Uno de los memes más de moda en estos días es el que dice que si los científicos consiguieran una vacuna que fuera compatible con el morapio o la cerveza, estaríamos todos vacunados en menos de una semana con solo abrir al público los bares, los restaurantes y las cafeterías. Los españoles somos muy de este tipo de establecimientos, y si nos quitan eso nos quitan la sal de la vida. En algún sitio leí una vez que en la zona madrileña marcada por la calle de Atocha hay más bares que en todos los países nórdicos juntos. Eso fue más que posible antes de la pandemia. Ahora por desgracia no ocurre así, porque la mitad de esos florecientes establecimientos ha tenido que echar el cierre. No se lo merecen y tengo yo mis dudas de que tengan alguna responsabilidad en el crecimiento de los casos de contagio, pero así es la vida y así hay que afrontarla. Si además contáramos con una administración competente quizá se acabarían la mayor parte de nuestros problemas.

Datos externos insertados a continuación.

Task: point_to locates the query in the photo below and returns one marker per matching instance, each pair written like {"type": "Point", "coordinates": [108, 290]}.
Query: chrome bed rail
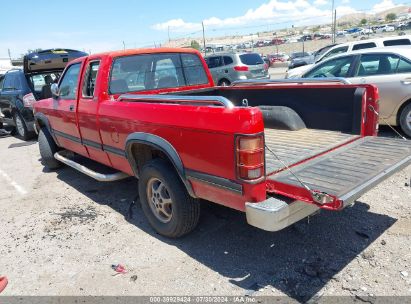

Desgraciadamente el caso de los bares no tiene un remedio inmediato, pero podría haberlo en esta misión de proveer de viales de vacuna a los profesionales que tienen que inocularla. El operativo está funcionando muy mal y está mostrando de nuevo las costuras de un sistema de distribución territorial que ya se mostró insuficiente en los primeros días de la infección allá por el mes de marzo. La gestión de la pandemia entonces y hoy su logística en la distribución del medicamento para combatirla depende de los gobiernos autónomos, y se está demostrando bien a las claras que no funciona. No funcionó entonces y no funciona ahora. El Gobierno, refugiado en su trinchera, ha resuelto no inmiscuirse en la coordinación de este dispositivo del que dependen tantas vidas y le ha traspasado la gestión a los gobiernos regionales, la mayor parte de los cuales no tienen ni los medios, ni la preparación logística para abordar semejante plan de actuación. Margarita Robles, que de vez en cuando aparece por la garita y es de los pocos miembros del gabinete de Sánchez que da la cara, dice que el Ejército está listo y que se lo pidan. Pero al parecer no se lo pide nadie. No se entiende.
A lo mejor si el reparto se lo hubiéramos encargado a los Reyes Magos estaríamos ahora mucho mejor de lo que estamos.